I didn't know how long it had been, but it had been a while. I hadn't even noticed that Jasper wasn't running. He was walking in human speed. Ugh. Why?
"Are we there yet?" I whined.
"Almost. Be patient, Dear Bella," he told me.
"But it's taking forever." Suddenly there was sweet breath blowing in my face.
"Shut up now, or I may do something I will regret later that will make Edward very upset. Understand?" I whispered between clenched teeth:
"I understand." I hated him. There was nothing else to it.
"Good. Then we're almost there, it's just a little ways more."
"Why aren't you vampire running?" He did not answer.
My eyes were closed, I was dreaming of happier times. For a moment I was wondering if my life would've been much simpler, much better, if I'd never came to Forks in the first place. Mom and Phil could do just fine with me. I'd know it would hurt mom, not that she'd ever say so, but oh, well. I was her daughter.
But I realized with shocking assurance that it was impossible. I had to be with Edward. I had to.
Don't you mean Jasper?
Shush, Bella. Soon you will be in the comfort of your own bed.
Jasper's bed, you mean.
Everything is okay. Be calm. Be calm. Be calm.
Cheater. You belong to Jasper now. You made that choice.
Relax. For God's sake relax.
You will spend forever in his arms.
Suddenly, I exploded in a barrage of yells, banging fiercely on Jasper's chest. Maybe it had no affect on him, but were my hands hurting. . .
"Put me down! Do not ever touch me again!" And then, just like that, I was down. I had no time to feel peace, though, because just as soon as I'd hit the ground there was another body pressing down on mine so hard I couldn't breathe.

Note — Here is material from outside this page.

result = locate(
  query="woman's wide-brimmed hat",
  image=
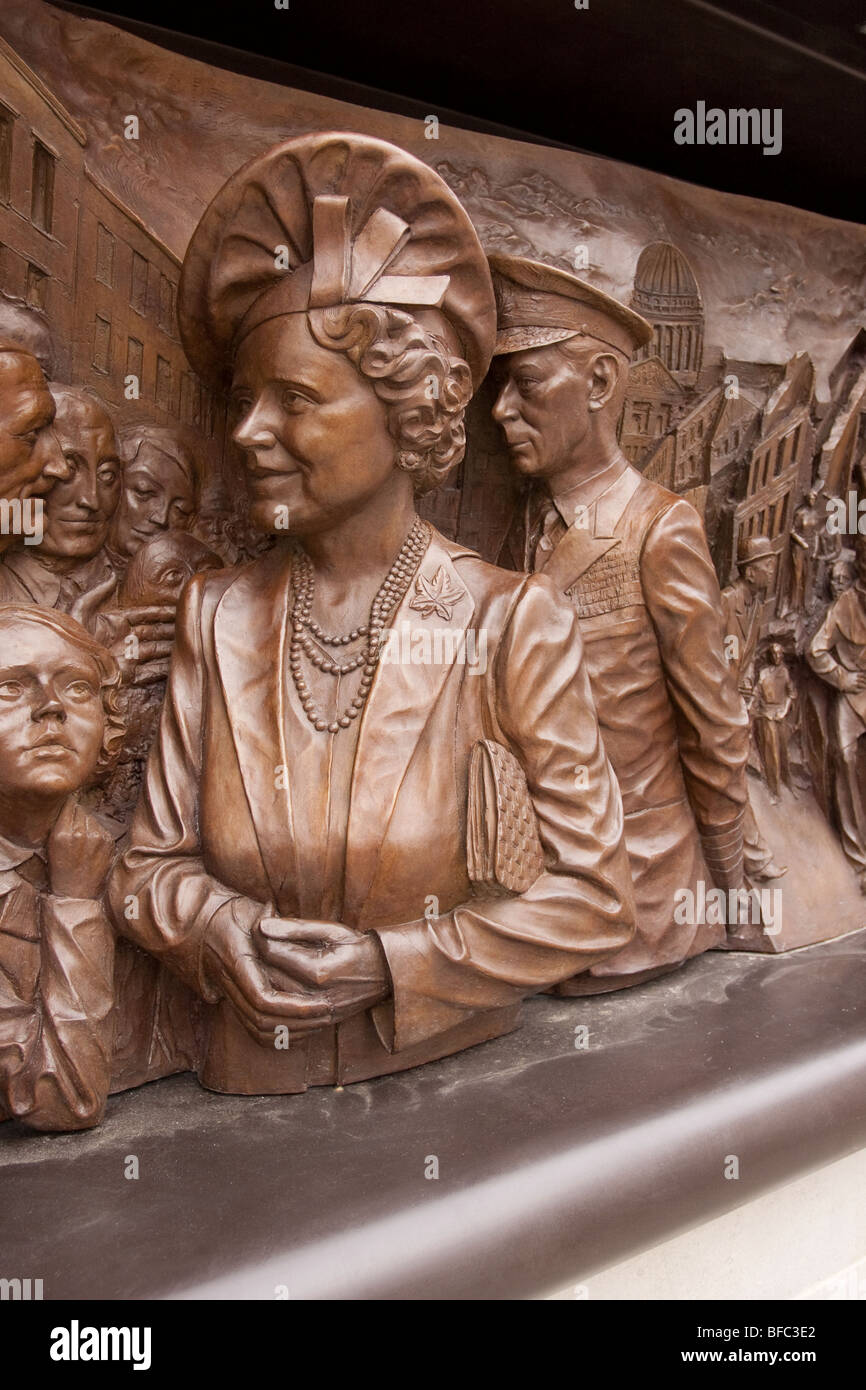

Jasper's face was right in mine, his features forming fury and power.
A cold hand snaked up my leg, grasping down on my thigh hard.
"I will touch you as much as I want, my little pet. There will be more of this," he promised, nuzzling my neck and rolling over so I was on top of him. "Oh, so much more." He smiled, making me sick.
"Let me go!" This time when I screamed Jasper actually appeared momentarily panicked, because of how loud it was.
Somewhere up ahead, we heard the howls of wolves.
"Bitch," he hissed and released me. Then he was gone.
Crying my eyes out for everything my life had turned into, I waited for Jacob and the others to come and get me. Great, Jacob. He wouldn't even glance at me.
Who was I?
One answer rang true: Not Bella Swan. Not anymore.